1b. A few students did an epsilon-delta proof, but had some notation trouble. Others tried to argue that f was a sum of linear/constant functions, which must be continuous. Some other students attempted to show $\lim_{x -> x_0} f(x) = f(x_0)$, but did not explain every step.
2a. Most students got this, but did not conclude $\nabla g(x) = x / \|x\|$.
2b. Almost everyone thought $g(x) = \|x\|$ for this question. Only a few of students argued why $f'(t) = \nabla g(a - tb)^T (-b)$; some students just stated this as a fact, but did not explain why.
3a. No problems here.
3b. Many students thought log = log_10, but most used log = ln.

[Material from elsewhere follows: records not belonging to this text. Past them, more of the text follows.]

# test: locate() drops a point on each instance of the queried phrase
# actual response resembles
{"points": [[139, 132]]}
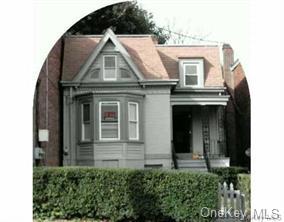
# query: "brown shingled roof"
{"points": [[141, 49], [154, 61], [212, 66]]}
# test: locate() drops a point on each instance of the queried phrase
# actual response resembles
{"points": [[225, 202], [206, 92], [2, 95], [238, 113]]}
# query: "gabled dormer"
{"points": [[191, 72], [109, 62]]}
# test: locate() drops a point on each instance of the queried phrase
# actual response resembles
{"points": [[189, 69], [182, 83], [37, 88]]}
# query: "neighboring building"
{"points": [[47, 109], [129, 102]]}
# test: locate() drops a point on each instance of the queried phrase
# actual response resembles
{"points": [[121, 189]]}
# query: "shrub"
{"points": [[229, 174], [244, 187], [120, 194]]}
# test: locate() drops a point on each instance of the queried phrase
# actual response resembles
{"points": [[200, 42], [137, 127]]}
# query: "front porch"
{"points": [[198, 126]]}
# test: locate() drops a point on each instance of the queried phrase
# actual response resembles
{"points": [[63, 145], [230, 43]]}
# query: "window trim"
{"points": [[200, 72], [136, 121], [115, 68], [100, 118], [83, 139]]}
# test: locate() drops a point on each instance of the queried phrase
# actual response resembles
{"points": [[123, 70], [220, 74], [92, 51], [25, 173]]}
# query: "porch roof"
{"points": [[182, 99]]}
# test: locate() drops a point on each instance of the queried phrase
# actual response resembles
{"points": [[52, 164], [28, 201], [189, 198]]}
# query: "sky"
{"points": [[218, 20]]}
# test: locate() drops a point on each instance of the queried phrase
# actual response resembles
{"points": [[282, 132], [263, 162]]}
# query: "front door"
{"points": [[182, 129]]}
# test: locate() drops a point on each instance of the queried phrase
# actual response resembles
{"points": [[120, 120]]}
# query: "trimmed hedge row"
{"points": [[122, 194], [229, 174]]}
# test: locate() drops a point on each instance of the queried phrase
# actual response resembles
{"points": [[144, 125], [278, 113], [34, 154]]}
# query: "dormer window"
{"points": [[192, 73], [110, 67]]}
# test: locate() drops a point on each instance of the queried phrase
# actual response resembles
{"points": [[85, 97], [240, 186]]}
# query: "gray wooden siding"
{"points": [[109, 49], [197, 139], [157, 126]]}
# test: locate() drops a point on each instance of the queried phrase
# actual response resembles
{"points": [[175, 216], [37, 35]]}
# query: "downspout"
{"points": [[46, 106]]}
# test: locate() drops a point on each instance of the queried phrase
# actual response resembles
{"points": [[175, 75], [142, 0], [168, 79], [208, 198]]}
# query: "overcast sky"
{"points": [[217, 20]]}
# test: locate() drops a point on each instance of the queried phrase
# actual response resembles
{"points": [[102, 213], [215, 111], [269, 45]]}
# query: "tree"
{"points": [[123, 18]]}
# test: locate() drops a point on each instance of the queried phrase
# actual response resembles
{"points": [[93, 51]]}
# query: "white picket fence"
{"points": [[230, 198]]}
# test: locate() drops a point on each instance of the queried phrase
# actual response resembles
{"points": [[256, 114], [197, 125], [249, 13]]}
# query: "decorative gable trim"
{"points": [[109, 35]]}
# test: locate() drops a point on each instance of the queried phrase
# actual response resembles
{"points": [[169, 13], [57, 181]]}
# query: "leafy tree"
{"points": [[123, 18]]}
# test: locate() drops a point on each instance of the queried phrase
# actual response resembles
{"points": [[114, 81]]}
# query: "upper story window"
{"points": [[133, 121], [86, 122], [110, 67], [109, 120], [192, 73]]}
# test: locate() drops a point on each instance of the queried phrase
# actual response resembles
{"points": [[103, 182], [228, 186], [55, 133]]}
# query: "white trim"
{"points": [[136, 121], [200, 72], [115, 68], [118, 118], [109, 35]]}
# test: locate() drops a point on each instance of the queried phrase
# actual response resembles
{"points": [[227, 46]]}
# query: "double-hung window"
{"points": [[86, 122], [109, 120], [133, 121], [193, 74], [110, 67]]}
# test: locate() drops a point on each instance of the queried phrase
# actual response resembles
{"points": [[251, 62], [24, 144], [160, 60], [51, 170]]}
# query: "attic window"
{"points": [[95, 74], [192, 73], [124, 73], [110, 69]]}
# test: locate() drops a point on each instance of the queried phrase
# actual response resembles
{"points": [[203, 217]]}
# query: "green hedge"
{"points": [[244, 187], [229, 174], [121, 194]]}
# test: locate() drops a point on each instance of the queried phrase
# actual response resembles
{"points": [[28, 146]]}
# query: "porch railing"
{"points": [[217, 149]]}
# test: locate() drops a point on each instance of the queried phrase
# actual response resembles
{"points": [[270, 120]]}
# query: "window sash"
{"points": [[107, 126], [86, 122], [199, 79], [133, 121], [109, 72]]}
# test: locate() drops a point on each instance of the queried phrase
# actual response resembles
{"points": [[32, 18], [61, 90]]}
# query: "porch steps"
{"points": [[185, 162]]}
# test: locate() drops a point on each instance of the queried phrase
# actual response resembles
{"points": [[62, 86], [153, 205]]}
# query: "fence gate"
{"points": [[230, 199]]}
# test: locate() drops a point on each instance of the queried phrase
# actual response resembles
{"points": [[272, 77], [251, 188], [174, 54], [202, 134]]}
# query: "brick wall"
{"points": [[47, 106], [237, 109]]}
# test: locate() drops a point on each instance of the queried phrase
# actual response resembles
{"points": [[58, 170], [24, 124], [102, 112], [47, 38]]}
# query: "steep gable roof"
{"points": [[154, 62], [79, 52]]}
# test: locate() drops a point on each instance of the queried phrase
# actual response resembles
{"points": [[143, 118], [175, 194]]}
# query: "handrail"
{"points": [[174, 156]]}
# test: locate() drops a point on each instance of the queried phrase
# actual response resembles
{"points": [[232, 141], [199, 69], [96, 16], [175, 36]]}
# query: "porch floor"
{"points": [[185, 162]]}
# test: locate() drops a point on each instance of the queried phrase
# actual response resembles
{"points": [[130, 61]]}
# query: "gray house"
{"points": [[129, 102]]}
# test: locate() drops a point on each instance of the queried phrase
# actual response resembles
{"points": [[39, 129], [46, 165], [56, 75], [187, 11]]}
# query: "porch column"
{"points": [[206, 134]]}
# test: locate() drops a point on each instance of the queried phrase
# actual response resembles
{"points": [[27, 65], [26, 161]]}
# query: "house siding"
{"points": [[157, 127]]}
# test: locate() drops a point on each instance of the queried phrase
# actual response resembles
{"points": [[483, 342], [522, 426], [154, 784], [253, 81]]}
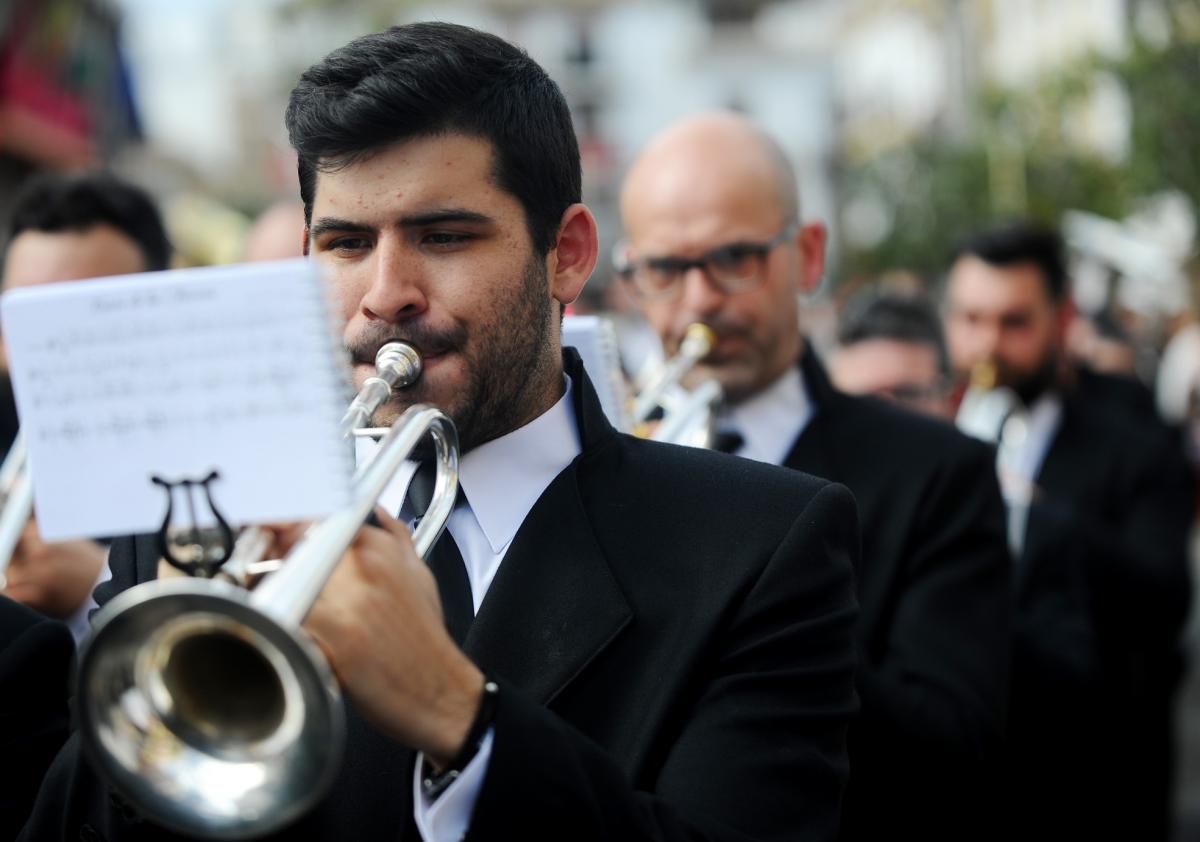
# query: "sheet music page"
{"points": [[595, 341], [179, 373]]}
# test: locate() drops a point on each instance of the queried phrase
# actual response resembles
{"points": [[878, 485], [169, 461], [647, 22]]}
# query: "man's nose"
{"points": [[395, 292], [700, 295]]}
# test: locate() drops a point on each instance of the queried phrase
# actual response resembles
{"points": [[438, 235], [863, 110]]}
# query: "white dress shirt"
{"points": [[772, 420], [501, 481]]}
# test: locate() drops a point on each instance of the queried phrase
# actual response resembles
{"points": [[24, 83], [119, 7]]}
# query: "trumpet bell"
{"points": [[211, 716]]}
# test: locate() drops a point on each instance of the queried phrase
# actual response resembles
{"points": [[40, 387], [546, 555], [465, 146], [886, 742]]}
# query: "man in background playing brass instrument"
{"points": [[71, 228], [1103, 563], [714, 235], [657, 641]]}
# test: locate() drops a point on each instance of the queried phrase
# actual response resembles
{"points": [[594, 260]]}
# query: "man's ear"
{"points": [[810, 241], [574, 256]]}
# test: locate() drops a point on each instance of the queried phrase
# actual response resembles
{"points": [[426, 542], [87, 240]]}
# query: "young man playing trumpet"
{"points": [[659, 641]]}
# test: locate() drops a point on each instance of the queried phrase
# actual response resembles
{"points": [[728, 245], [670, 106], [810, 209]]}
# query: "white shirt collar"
{"points": [[503, 479], [772, 420], [1041, 422]]}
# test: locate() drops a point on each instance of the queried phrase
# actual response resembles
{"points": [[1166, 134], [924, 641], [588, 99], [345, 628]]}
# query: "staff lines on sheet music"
{"points": [[154, 332], [75, 385], [130, 426]]}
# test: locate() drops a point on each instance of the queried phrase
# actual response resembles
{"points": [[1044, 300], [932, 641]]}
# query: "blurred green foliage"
{"points": [[1019, 158]]}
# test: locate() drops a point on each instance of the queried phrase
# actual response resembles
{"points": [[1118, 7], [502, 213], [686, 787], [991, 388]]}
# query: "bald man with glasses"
{"points": [[714, 236]]}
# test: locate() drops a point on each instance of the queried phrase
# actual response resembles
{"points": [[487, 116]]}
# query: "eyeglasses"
{"points": [[732, 268]]}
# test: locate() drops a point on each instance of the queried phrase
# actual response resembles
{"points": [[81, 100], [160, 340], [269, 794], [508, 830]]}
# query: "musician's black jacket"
{"points": [[35, 666], [672, 631], [935, 595], [1109, 541]]}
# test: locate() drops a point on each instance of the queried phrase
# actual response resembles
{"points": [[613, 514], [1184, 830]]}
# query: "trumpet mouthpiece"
{"points": [[399, 364]]}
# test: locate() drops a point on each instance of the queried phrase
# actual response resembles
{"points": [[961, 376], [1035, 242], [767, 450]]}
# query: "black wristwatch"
{"points": [[435, 785]]}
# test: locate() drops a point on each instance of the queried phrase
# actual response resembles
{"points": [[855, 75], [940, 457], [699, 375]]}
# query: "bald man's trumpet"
{"points": [[205, 704], [688, 415], [16, 501]]}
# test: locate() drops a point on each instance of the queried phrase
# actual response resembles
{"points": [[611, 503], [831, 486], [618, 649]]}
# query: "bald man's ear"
{"points": [[810, 241], [574, 256]]}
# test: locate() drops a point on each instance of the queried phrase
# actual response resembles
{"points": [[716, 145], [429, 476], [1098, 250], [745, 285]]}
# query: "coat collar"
{"points": [[555, 603], [814, 451]]}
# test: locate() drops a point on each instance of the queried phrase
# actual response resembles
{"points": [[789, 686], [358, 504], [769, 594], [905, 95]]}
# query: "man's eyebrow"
{"points": [[433, 217], [417, 220]]}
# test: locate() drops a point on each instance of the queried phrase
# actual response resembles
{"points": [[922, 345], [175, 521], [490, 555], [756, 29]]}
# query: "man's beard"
{"points": [[1032, 385], [507, 366]]}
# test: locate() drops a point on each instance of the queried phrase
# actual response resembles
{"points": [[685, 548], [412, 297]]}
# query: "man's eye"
{"points": [[667, 265]]}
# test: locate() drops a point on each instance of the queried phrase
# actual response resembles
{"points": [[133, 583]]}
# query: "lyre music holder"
{"points": [[195, 549]]}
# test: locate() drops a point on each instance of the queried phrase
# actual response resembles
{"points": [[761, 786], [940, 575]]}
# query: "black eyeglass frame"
{"points": [[731, 252]]}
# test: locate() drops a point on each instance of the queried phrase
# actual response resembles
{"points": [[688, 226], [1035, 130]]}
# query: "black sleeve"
{"points": [[35, 666], [762, 752]]}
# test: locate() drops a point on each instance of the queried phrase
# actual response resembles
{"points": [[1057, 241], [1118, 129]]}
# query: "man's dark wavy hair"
{"points": [[1019, 242], [435, 78], [55, 203]]}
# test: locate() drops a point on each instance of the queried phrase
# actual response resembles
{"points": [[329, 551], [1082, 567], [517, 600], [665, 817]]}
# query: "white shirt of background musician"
{"points": [[772, 420], [501, 480]]}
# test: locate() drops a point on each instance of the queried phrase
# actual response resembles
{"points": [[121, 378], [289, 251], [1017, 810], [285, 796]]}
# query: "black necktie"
{"points": [[444, 559], [727, 440]]}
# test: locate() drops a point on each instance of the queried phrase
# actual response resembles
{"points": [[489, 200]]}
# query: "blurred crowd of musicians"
{"points": [[856, 623]]}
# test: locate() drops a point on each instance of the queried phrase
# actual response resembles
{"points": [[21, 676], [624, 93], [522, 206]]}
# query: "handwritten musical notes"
{"points": [[234, 368]]}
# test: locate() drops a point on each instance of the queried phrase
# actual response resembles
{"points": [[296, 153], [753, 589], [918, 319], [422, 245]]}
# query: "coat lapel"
{"points": [[813, 451], [555, 603]]}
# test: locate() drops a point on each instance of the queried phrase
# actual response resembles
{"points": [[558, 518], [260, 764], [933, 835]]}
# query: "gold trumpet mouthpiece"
{"points": [[983, 376]]}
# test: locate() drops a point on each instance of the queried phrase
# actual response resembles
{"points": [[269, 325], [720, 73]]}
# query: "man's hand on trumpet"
{"points": [[54, 578]]}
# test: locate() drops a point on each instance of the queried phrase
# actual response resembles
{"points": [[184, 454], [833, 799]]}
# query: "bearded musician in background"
{"points": [[1103, 579]]}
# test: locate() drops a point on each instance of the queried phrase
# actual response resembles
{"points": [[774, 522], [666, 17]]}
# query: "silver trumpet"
{"points": [[688, 415], [397, 365], [16, 501], [696, 343], [207, 705]]}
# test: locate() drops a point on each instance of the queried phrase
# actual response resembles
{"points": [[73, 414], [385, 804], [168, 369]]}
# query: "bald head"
{"points": [[711, 152], [714, 191]]}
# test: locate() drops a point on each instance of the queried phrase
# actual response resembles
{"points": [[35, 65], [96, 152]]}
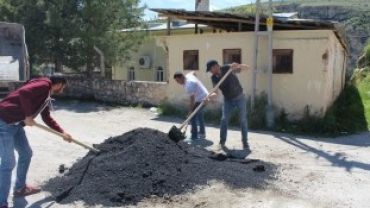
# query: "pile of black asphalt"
{"points": [[145, 162]]}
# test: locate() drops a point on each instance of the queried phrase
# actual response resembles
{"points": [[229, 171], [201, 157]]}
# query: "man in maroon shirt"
{"points": [[18, 109]]}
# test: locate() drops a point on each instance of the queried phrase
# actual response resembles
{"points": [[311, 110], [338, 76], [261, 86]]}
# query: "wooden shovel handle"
{"points": [[202, 103], [61, 135]]}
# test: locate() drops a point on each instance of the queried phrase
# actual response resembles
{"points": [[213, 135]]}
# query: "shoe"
{"points": [[246, 147], [220, 147], [190, 140], [27, 190]]}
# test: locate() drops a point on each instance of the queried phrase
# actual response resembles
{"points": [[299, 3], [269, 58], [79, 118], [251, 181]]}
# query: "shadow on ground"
{"points": [[337, 158]]}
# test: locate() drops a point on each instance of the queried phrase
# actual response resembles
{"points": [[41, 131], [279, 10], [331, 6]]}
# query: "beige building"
{"points": [[309, 58]]}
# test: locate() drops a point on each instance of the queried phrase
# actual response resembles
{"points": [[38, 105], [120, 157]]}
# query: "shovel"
{"points": [[175, 133], [61, 135]]}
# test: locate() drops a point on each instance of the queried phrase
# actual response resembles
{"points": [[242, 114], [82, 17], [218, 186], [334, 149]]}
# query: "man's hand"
{"points": [[67, 137], [29, 121], [239, 67], [209, 98]]}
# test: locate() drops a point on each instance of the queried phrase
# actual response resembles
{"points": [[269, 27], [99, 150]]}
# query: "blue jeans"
{"points": [[13, 137], [240, 103], [197, 118]]}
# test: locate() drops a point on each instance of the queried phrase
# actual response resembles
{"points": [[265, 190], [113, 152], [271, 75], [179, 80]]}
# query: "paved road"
{"points": [[312, 172]]}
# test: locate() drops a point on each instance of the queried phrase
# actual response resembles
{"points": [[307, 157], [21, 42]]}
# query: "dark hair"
{"points": [[57, 78], [177, 74]]}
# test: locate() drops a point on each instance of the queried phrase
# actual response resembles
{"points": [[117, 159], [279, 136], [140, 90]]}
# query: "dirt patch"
{"points": [[143, 163]]}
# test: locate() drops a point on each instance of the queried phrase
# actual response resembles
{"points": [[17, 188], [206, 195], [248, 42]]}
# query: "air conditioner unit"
{"points": [[144, 62]]}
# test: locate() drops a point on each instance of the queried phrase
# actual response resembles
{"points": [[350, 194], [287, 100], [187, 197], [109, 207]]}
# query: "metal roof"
{"points": [[237, 22]]}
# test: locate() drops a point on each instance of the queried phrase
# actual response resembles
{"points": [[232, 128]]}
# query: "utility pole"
{"points": [[270, 117]]}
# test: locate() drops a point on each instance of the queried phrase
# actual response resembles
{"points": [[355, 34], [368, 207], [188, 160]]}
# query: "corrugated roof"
{"points": [[232, 22]]}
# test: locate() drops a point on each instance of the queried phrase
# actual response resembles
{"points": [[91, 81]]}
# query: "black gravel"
{"points": [[145, 162]]}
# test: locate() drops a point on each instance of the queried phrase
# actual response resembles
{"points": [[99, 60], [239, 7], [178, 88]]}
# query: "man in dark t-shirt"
{"points": [[233, 98]]}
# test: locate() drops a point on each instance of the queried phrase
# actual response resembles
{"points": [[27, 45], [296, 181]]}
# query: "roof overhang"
{"points": [[246, 22]]}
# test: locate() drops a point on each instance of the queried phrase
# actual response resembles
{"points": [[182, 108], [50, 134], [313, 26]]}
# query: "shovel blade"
{"points": [[175, 134]]}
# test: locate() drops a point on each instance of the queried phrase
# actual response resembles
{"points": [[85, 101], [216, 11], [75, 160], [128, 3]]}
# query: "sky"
{"points": [[188, 5]]}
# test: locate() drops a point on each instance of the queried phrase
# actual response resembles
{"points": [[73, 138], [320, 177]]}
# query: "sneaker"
{"points": [[190, 140], [27, 190], [246, 147], [220, 147]]}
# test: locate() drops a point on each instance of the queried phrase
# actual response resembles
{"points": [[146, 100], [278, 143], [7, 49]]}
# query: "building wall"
{"points": [[314, 82], [158, 58]]}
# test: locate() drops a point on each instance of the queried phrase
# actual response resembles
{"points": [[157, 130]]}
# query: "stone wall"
{"points": [[116, 91]]}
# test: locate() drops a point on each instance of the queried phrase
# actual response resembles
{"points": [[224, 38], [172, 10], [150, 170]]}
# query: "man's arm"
{"points": [[239, 67], [191, 106], [51, 122]]}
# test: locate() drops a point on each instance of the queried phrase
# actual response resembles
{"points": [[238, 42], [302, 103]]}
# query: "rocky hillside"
{"points": [[355, 20], [352, 15]]}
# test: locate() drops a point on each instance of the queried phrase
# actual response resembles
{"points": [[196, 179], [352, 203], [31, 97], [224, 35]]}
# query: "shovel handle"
{"points": [[202, 103], [61, 135]]}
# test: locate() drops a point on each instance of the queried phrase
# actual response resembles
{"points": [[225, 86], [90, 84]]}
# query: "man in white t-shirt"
{"points": [[197, 93]]}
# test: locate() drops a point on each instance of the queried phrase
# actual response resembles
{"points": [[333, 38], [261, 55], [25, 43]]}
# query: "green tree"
{"points": [[65, 32]]}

4a. Full marks were given to anyone who did this question. Glancing at the answers showed that many students do not know how to properly write sets, especially for the boundary of the first three sets. Also, almost all students would only write: "D is closed" rather than "D is not open and D is closed".
4b. Most students had difficulty with this question. Some hand-waving proofs, and even a proof by example. Lots of claims and implications were made and not explained. However, there were a some students who clearly had experience with topology proofs and would form a sequence x_n using r = 1/n.
5a. Full marks were given to anyone who did this question. Seemed well done, but I don't think many students used the fact that rank(A) = rank(A^T).
5b. Most people got the eigenvalues here, but there were some students who had trouble getting the eignvectors by hand, especially for the 3x3 matrix.
5c. Well done. Almost everyone concluded the rank is minimized when \rho = 0, however many students did not explain that if \rho \neq 0, then rank(C) = 3.